Jimmy Vesey and the NCAA wall

jimmy vesey

Photo: Brad Penner-USA Today

As the prized offseason signing for the Rangers, Jimmy Vesey burst onto the scene in his first month of NHL action. The highly touted rookie put up a line of 6-3-9 in his first ten NHL games, as the Rangers blew teams away to start the season. But as the Rangers dealt with injuries and the scoring regressed to a more realistic pace, Vesey’s scoring has disappeared. In his past 38 games, Vesey has scored just five goals and five assists, a far cry from the near point-per-game pace.

The dip in scoring was to be expected. It’s rare you get rookies that can score at a point per game, and those kids are usually taken in the top-five picks. Vesey was a third rounder and not an elite talent like McDavid or Matthews. Beyond the expected drop off, this is also the most hockey Vesey has ever played. He has played 48 games thus far, and the last time he even touched 40 games was in 2011-2012.
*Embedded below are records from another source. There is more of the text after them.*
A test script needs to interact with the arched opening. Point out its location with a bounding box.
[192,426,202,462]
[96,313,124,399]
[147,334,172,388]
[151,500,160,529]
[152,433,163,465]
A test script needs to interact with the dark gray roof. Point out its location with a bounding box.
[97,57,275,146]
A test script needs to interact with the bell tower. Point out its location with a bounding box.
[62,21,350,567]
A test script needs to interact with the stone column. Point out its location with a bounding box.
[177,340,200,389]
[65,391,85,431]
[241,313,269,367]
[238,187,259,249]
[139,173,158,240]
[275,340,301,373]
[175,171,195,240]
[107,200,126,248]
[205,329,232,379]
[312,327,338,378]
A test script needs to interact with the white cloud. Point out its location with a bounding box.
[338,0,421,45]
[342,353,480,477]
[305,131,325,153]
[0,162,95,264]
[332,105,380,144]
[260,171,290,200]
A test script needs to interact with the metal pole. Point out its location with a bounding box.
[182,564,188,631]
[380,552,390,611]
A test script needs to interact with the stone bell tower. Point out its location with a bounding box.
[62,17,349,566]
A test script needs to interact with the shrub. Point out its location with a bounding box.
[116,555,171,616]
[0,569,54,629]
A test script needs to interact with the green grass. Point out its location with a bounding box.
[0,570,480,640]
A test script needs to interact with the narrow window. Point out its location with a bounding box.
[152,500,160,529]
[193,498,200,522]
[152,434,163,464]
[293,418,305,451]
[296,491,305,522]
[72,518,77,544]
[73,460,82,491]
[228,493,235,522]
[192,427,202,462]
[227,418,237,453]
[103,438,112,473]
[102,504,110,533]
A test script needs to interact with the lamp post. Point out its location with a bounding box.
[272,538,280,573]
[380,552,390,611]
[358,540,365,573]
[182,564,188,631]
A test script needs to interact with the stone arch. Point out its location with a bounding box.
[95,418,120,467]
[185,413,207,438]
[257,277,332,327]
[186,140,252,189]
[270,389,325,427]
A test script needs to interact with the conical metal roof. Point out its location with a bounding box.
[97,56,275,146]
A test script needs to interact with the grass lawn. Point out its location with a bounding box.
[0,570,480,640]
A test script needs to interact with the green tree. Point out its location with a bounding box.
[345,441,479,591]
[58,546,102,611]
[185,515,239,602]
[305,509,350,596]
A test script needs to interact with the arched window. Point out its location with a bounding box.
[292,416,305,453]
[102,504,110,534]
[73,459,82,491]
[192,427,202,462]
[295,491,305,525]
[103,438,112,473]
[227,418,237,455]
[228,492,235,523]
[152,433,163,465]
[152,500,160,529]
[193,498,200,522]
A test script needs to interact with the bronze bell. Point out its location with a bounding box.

The drop in Vesey’s offense can be attributed to many things. Injuries, scouting reports, fatigue, schedule, and the NCAA wall all have an impact on his recent scoring drought. However the one item that should be focused on is Vesey’s hesitance to shoot. In those first ten games, Vesey took 18 shots (1.8 SH/Game). In the next 38 games, Vesey has taken just 49 shots (1.2 SH/Game). That may not seem like a small drop off, but it amounts to 50 fewer shots over the course of a full season.

If a player isn’t scoring, you expect him to be doing things away from the puck that still contribute to the success of the team. Vesey, despite the lack of recent offense, is doing just that. Despite third line ice time, he’s still scoring at a top line pace per 60 minutes of ice time. Some of that may be skewed from early season success and small sample size, but it’s still worth noting.

But let’s focus on the shots conceded portion in the middle-right of the HERO chart. When Vesey is on the ice, the Rangers concede fewer shots, and Vesey has been contributing in like a top-six winger in that regard. He hasn’t been generating much offensively, but he’s been decent/solid on defense, which helps him contribute to the success of the team.

It’s not all sunshine and daisies for Vesey though, as he was brought in to provide some secondary scoring and he’s barely contributing at an NHL level in generating offensive opportunities. That is in line with what was mentioned above, that Vesey isn’t shooting, and it’s taking away from the offensive success of the team while he’s on the ice.

Rookies go through these slumps. He came in with a lot of hype, that Chris tried to calm. Chris actually called it in his post, stating that come January, he could be running on empty. That’s what happens with NCAA rookies. They hit a wall of fatigue, as they take a little while to adjust to the rigors of an 82 game schedule, almost double what they are used to. But have no fear, Vesey will rebound as he gets used to the schedule. This is all part of the plan.